O processo ao qual reage o Slow
Science é a exteriorização, na forma mais cruel e descontrolada, de algo mais
antigo que a própria “globalização”. Trata-se de uma adequação (adestração e
controle) da intelectualidade (tentemos imaginar Marx como um professor
universitário hoje: impossível!) a serviço dos ditames do capital. Quando este
muda, as suas formas de controle também mudam. O que torna esse manifesto
progressista é o alerta que faz ao que vem acontecendo na produção predominante
da ciência e do pensamento. Numa época de crise e decadência do modo de
produção capitalista, que se mostra incapaz de (re)produzir a mais-valia por
sua própria lógica (o que os liberais chamam de a “mão invisível”), a ação
(intervenção) do Estado para garanti-la torna-se fundamental. Numa sociedade
iludida pela democracia burguesa, as mentes pensantes (e críticas) não podem
ser caladas com o cárcere.

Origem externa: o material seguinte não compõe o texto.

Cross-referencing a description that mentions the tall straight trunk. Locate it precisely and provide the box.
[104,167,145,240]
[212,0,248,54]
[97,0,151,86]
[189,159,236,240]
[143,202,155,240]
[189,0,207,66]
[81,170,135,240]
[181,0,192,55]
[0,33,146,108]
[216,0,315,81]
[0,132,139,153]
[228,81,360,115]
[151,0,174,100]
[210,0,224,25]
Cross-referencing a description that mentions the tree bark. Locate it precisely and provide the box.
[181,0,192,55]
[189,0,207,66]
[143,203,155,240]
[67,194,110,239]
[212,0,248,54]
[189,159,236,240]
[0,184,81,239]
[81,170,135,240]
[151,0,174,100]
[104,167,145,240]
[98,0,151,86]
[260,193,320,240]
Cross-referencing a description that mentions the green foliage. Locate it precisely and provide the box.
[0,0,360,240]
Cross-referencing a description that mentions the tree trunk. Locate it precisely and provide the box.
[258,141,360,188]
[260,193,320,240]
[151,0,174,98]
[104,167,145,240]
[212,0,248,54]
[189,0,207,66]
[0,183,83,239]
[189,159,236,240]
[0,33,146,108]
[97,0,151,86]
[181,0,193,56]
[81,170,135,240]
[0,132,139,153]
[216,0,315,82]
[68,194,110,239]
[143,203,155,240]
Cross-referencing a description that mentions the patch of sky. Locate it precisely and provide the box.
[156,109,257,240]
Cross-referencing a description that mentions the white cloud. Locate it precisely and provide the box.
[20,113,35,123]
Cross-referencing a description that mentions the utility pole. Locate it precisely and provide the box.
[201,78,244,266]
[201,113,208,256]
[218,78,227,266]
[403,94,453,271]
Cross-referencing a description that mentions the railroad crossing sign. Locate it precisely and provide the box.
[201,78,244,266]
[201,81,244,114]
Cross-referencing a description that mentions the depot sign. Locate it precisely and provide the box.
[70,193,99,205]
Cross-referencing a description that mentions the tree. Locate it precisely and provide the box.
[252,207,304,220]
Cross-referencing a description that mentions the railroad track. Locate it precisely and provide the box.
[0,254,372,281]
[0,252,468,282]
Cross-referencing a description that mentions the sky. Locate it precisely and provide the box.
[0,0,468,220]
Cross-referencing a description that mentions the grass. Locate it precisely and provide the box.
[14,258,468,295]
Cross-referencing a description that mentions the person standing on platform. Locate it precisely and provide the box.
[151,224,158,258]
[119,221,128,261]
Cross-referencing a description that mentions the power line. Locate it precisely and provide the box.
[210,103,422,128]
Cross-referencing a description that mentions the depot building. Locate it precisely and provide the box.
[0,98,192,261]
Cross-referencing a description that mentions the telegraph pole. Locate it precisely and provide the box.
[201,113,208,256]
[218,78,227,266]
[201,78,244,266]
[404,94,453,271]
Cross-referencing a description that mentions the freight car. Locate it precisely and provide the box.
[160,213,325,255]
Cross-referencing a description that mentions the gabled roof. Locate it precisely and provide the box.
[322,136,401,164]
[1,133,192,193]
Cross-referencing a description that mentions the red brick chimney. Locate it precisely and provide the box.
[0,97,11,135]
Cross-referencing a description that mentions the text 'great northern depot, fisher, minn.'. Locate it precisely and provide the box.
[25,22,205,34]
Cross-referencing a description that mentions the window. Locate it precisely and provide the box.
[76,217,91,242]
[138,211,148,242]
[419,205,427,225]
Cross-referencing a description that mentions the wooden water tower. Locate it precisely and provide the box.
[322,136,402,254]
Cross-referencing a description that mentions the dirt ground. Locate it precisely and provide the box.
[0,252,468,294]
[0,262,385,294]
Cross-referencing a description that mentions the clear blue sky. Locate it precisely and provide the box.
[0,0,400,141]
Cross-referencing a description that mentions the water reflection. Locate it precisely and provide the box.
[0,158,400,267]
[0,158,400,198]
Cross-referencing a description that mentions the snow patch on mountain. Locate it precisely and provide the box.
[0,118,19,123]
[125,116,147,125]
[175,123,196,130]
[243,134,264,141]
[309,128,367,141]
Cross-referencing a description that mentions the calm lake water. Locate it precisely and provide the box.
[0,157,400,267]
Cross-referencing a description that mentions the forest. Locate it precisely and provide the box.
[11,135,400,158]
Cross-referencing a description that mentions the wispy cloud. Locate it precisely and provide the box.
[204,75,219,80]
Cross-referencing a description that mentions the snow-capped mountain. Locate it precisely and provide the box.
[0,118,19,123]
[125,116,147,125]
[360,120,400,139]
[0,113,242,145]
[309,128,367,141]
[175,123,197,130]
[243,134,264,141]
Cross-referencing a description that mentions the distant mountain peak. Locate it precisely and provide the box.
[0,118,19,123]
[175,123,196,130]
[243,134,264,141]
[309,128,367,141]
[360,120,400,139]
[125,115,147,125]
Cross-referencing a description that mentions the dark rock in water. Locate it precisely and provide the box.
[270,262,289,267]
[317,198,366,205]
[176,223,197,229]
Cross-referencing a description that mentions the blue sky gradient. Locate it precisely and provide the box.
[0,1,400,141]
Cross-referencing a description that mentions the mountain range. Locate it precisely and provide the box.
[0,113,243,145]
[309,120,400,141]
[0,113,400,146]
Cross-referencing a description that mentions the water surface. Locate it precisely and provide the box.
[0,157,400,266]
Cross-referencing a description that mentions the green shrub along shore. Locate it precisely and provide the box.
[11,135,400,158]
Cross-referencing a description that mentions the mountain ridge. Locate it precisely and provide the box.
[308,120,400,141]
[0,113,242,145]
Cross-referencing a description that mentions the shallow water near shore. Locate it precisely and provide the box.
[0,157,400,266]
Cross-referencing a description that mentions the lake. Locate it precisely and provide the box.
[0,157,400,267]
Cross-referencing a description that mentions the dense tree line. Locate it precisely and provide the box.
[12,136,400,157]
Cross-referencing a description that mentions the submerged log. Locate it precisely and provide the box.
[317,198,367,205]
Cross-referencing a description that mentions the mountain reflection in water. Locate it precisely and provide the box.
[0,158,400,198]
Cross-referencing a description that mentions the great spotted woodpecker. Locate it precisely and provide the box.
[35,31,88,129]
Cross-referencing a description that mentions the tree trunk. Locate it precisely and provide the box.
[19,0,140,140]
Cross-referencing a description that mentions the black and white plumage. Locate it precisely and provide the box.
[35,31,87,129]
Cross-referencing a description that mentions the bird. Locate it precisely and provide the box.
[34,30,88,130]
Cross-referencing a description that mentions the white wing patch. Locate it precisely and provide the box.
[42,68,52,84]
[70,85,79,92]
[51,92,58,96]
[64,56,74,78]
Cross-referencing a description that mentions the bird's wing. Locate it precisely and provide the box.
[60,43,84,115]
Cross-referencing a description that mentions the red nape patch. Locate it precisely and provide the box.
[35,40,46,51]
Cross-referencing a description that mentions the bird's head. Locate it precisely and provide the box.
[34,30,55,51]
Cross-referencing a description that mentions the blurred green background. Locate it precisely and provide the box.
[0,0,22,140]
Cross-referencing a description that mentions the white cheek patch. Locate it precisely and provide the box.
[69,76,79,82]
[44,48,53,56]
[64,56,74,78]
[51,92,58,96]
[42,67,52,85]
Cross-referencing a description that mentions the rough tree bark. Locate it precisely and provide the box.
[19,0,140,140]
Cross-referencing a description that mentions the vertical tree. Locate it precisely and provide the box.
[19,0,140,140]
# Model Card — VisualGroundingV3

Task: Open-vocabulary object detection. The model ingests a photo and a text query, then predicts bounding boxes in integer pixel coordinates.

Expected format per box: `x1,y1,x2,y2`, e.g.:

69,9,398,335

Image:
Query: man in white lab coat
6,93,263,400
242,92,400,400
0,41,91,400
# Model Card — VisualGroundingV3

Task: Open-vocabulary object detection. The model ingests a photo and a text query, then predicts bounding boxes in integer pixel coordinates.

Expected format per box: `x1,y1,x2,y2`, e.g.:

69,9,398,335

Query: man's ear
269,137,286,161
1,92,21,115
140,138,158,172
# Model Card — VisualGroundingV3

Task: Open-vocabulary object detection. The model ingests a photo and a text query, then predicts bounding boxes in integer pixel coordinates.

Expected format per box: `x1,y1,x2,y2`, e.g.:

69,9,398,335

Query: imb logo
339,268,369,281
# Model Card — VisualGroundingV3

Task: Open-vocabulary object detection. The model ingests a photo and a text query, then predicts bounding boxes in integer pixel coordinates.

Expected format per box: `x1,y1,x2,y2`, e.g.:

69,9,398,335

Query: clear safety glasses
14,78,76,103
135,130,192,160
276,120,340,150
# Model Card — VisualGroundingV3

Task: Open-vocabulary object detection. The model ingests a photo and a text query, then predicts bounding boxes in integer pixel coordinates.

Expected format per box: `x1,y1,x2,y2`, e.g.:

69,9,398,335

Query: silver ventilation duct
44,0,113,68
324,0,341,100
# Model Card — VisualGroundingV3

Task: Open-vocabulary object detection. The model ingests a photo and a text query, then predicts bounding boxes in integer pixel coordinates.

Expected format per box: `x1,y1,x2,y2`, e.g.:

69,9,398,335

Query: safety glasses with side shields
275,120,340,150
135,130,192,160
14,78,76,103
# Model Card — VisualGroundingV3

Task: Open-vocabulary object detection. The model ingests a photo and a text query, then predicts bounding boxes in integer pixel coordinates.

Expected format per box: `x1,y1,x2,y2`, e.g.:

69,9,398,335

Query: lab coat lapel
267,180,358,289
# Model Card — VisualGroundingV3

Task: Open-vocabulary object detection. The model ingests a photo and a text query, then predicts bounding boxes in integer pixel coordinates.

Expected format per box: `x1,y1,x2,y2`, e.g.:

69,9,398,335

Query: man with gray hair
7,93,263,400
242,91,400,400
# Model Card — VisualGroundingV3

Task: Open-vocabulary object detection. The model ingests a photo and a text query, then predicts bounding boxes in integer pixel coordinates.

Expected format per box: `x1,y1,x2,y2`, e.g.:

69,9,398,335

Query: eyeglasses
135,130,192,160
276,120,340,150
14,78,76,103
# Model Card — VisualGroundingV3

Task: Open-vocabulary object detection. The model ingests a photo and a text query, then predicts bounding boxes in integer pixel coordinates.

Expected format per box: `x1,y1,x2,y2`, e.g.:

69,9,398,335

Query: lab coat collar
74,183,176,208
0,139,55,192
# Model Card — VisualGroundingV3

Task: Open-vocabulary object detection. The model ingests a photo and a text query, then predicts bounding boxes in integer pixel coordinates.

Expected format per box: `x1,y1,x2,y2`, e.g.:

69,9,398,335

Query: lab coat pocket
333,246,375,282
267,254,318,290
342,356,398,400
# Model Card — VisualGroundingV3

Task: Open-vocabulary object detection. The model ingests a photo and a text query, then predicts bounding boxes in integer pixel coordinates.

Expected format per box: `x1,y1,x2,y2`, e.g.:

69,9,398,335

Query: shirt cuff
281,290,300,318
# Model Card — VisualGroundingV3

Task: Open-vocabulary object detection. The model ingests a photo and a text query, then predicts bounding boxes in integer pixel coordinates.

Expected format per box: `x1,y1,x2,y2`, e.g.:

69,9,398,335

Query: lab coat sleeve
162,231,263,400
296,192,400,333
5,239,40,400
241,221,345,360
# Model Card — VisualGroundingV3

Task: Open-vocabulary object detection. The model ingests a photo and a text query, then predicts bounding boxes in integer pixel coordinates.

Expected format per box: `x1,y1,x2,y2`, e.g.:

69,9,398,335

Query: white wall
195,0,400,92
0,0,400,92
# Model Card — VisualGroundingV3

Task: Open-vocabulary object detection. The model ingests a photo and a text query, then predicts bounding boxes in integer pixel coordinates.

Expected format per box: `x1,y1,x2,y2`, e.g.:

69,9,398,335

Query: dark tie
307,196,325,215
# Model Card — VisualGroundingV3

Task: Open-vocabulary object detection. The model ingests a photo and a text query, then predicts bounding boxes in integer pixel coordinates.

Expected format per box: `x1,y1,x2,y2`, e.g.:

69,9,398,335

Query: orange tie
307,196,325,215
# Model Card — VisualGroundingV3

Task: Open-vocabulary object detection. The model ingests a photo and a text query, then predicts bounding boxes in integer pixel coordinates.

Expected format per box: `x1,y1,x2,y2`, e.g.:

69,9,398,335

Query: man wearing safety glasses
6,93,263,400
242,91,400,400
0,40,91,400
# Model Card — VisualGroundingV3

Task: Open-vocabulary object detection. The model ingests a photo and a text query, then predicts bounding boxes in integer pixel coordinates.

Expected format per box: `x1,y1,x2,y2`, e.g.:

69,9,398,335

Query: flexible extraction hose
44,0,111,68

Para isso, métodos mais eficazes foram inventados:
avaliações de produtividades, aumento da carga burocrática, cooptação do
intelectual com salários relativamente altos, etc.
A resistência e a crítica
radical são os primeiros passos, que devem vir acompanhadas por um movimento
real e positivo de transformação da sociedade global.
Referências:
JACOBY, Russel. “Os últimos
intelectuais: a cultura americana na era da academia”. São Paulo: Trajetória
Cultural, 1990.
ZIZEK, Slavoj. “Vivendo no fim
dos tempos”. São Paulo: Ed. Boitempo, 2012.